Syria: Pro-attack Media Commentators had Undeclared Defence Industry Links $Submitted by LittleWing on Fri, 10/11/2013 - 15:48
US media failed to cite pundits’ ties to defense industry in Syria strike debate
Nearly two dozen of the commentators who appeared on major media outlets to discuss a possible US military strike on Syria had relationships with contractors and other organizations with a vested interest in the conflict, according to a new report.
The Public Accountability Initiative, a non-profit research group dedicated to “investigating power and corruption at the heights of business and government,” determined that 22 of the pundits who spoke to the media during the public debate over whether the US should bomb Syria appeared to have conflicts of interest. Seven think tanks with murky affiliations were also involved in the debate.
Some analysts held board positions or held stock in companies that produce weapons for the US military, while others conducted work for private firms with the relationships not disclosed to the public.
Perhaps the most notable example is that of Stephen Hadley, a former national security advisor to President George Bush who argued in favor of striking Syria in appearances on CNN, MSNBC, Fox News and Bloomberg TV. He also wrote an editorial in The Washington Post with the headline, “To stop Iran, Obama must enforce red lines with Assad.”

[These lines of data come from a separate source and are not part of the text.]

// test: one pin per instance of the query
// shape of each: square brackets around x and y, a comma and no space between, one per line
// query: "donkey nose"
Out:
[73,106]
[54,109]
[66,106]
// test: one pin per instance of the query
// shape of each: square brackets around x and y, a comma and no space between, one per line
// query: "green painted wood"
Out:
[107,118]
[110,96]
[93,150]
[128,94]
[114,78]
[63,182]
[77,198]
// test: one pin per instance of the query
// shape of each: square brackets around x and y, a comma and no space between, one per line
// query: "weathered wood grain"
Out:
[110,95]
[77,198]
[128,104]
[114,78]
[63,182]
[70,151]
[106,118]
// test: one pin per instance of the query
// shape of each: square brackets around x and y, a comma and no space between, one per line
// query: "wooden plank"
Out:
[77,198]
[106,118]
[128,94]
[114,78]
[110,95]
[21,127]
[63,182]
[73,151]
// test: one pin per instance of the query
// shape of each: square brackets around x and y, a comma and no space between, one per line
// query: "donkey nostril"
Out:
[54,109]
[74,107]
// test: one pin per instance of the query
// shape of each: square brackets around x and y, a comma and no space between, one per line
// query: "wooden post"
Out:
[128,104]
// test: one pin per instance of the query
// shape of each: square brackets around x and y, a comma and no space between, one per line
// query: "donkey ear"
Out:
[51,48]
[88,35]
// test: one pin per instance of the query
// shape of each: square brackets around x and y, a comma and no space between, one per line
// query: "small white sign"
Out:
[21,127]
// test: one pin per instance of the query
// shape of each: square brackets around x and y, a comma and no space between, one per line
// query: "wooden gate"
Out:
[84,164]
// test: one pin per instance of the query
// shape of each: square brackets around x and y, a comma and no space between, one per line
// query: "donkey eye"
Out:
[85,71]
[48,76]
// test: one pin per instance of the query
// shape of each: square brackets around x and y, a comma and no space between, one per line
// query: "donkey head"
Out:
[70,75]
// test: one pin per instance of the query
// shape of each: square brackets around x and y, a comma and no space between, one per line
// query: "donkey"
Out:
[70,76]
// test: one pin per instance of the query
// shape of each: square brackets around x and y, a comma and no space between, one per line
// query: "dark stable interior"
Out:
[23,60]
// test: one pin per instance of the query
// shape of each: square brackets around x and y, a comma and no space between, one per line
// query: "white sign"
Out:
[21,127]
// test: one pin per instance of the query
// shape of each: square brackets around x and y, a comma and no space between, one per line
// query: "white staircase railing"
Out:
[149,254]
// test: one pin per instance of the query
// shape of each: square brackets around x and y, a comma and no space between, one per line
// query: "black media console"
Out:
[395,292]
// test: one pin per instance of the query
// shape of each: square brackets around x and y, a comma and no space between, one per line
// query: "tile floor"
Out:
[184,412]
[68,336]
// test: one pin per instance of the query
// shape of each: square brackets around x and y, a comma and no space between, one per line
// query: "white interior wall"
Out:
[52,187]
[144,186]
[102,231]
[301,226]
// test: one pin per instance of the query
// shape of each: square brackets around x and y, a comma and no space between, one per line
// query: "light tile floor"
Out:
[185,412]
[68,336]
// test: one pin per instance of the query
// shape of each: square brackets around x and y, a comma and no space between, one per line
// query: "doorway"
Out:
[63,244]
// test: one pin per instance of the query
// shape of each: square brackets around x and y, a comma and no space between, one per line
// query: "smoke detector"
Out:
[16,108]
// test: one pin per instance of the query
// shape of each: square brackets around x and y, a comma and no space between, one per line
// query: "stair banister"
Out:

Nowhere in those appearances was it disclosed, according to the report, that Hadley is a director with Raytheon, a weapons manufacturer that produces the Tomahawk cruise missiles the US almost certainly would have used had it intervened in Syria. Hadley earns an annual salary of $128,5000 from Raytheon and owns 11,477 shares of Raytheon stock. His holdings were worth $891,189 as of August 23.
“We found lots of industry ties. Some of them are stronger than others. Some really rise to the level of clear conflicts of interest,” Kevin Connor, co-author of the report, told The Washington Post. “These networks and these commentators should err on the side of disclosure.”